We have previously shown that in cytolytic cells exposed to sensitive targets the mRNA of the cytolytic protein perforin undergoes rapid downregulation. We now demonstrate that perforin message undergoes accelerated turnover in NK3.3 cells exposed to sensitive TC. This inducible mRNA decay phenomenon is specific for cytolytic protein messages, as levels of the constitutive message beta-actin are unchanged. This TC-induced perforin mRNA turnover cannot be attributed to a blockage of RNA synthesis, or to a rapid half-life (t 1/2). To determine the region(s) within the perforin transcript responsible for governing this TC-mediated turnover event, various segments of the perforin cDNA were cloned and inserted into the 3' UTR of rabbit beta globin (RG). Constructs containing perforin coding region cDNA, but not 3' UTR cDNA, mediated TC-induced mRNA turnover. These data indicate that multiple elements governing perforin mRNA stability reside within the coding region, a novel type of mRNA regulation not previously described.

Fas-mediated cytotoxicity remains intact in perforin and granzyme B antisense transfectants of a human NK-like cell line.
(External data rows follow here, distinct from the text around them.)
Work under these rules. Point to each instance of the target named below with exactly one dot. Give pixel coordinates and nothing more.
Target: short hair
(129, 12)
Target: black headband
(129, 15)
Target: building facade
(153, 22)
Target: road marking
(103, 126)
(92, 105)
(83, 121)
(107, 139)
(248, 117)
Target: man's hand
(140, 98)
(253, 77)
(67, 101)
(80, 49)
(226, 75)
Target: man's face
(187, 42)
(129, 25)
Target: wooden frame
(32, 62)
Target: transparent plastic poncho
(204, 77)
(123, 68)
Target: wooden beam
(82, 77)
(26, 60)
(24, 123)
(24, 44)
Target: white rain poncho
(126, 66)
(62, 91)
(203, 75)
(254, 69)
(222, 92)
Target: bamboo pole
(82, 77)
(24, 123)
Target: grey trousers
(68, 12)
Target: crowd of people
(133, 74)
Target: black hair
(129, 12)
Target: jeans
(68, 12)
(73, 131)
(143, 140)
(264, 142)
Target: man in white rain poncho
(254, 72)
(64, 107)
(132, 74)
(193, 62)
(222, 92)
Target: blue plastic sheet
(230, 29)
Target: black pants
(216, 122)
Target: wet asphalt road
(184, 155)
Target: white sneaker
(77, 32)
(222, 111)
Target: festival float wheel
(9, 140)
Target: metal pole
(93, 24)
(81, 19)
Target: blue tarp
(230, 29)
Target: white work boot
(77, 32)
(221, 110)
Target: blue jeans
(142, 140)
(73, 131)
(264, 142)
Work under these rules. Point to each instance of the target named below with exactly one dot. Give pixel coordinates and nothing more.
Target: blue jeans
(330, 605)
Cell-mediated cytotoxicity (CMC) has traditionally been thought to involve the release of granule components, including perforin and granzymes, from the effector cell (EC) onto the target cell (TC) membrane. Recently, a granule-independent cytolytic mechanism involving the interaction of Fas antigen (CD95) with Fas ligand has been described. We have generated antisense perforin (YT-xP1) and granzyme B (YT-xGrB) transfectants of the human NK-like cell line YT-INDY. These transfectants have greatly reduced cytolytic ability when compared to the vector-transfected control cell line (YT-neo). In this study, however, we demonstrate that the antisense transfectants retain the ability to lyse Fas+ TC. Fas-mediated lysis is Ca(2+)-independent and is inhibited by a monoclonal anti-Fas blocking Ab, M3. By RT-PCR, we detect message for FasL in unstimulated YT-xP1 and YT-xGrB transfectants, as well as in unstimulated YT-neo. By flow cytometry, we show that YT-neo, YT-xGrB, and YT-xP1 constitutively express surface FasL. These data indicate that in a human NK-like cell line, similar to the murine system, the granule and Fas pathways of cytotoxicity function independently of one another. At least with the TC tested, our data also indicate that the granule and Fas pathways together account for nearly 100% of the cytolytic ability of YT-INDY.
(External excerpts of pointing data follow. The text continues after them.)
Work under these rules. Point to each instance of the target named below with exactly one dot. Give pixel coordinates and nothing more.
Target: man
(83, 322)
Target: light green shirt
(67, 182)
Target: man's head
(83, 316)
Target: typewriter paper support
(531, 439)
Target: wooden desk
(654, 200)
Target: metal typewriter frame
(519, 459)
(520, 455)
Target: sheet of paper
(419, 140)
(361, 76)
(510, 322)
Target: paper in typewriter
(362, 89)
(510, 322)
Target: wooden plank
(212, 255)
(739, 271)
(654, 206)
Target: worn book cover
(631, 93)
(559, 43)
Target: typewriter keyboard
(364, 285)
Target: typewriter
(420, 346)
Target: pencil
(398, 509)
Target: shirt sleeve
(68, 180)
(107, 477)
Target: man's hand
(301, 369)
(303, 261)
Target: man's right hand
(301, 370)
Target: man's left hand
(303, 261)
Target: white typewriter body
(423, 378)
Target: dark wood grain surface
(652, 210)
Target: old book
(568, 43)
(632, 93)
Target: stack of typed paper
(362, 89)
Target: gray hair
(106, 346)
Stably transfected antisense granzyme B and perforin constructs inhibit human granule-mediated lytic ability.

In human NK cells and CTL it has been shown that release of lytic molecules is, at least in part, responsible for the lysis of target cells (TC). Of the various types of molecules thought to be involved in cell-mediated cytotoxicity (CMC), perforin and the serine proteases (granzymes A and B) are the best described. Using mammalian expression vectors (pRSV-neo and pSV2-neo), antisense constructs for perforin and granzyme B were independently electroporated into YT-INDY, a human non-MHC-restricted, IL-2-independent, cytotoxic lymphocyte. Transfected YT-INDY was then selected for expression of the plasmid by antibiotic G418 resistance. The presence of plasmid was confirmed by detection of the integrated plasmid G418 resistance gene using PCR. The presence of antisense perforin in YT-INDY (YT-xPFP) inhibited lytic ability by > 95% compared to YT-INDY transfected with plasmid alone or plasmid with unrelated antisense (YT-neo, YT-ctrl, respectively). Likewise, the presence of antisense GrB (YT-xGrB) inhibited the lytic ability of YT-INDY by > 95%. Western analysis revealed a 30% decrease in the level of perforin and a 55% decrease in granzyme B protein levels compared to YT-neo. Northern analysis using oligo probes complementary to perforin and granzyme B mRNA showed a decrease in their respective message levels. In conclusion, stably transfected antisense constructs for perforin and granzyme B essentially eliminated the lytic ability of YT-INDY. These results strongly indicate that both perforin and granzyme B are required by this human cytotoxic lymphocyte for effective TC lysis.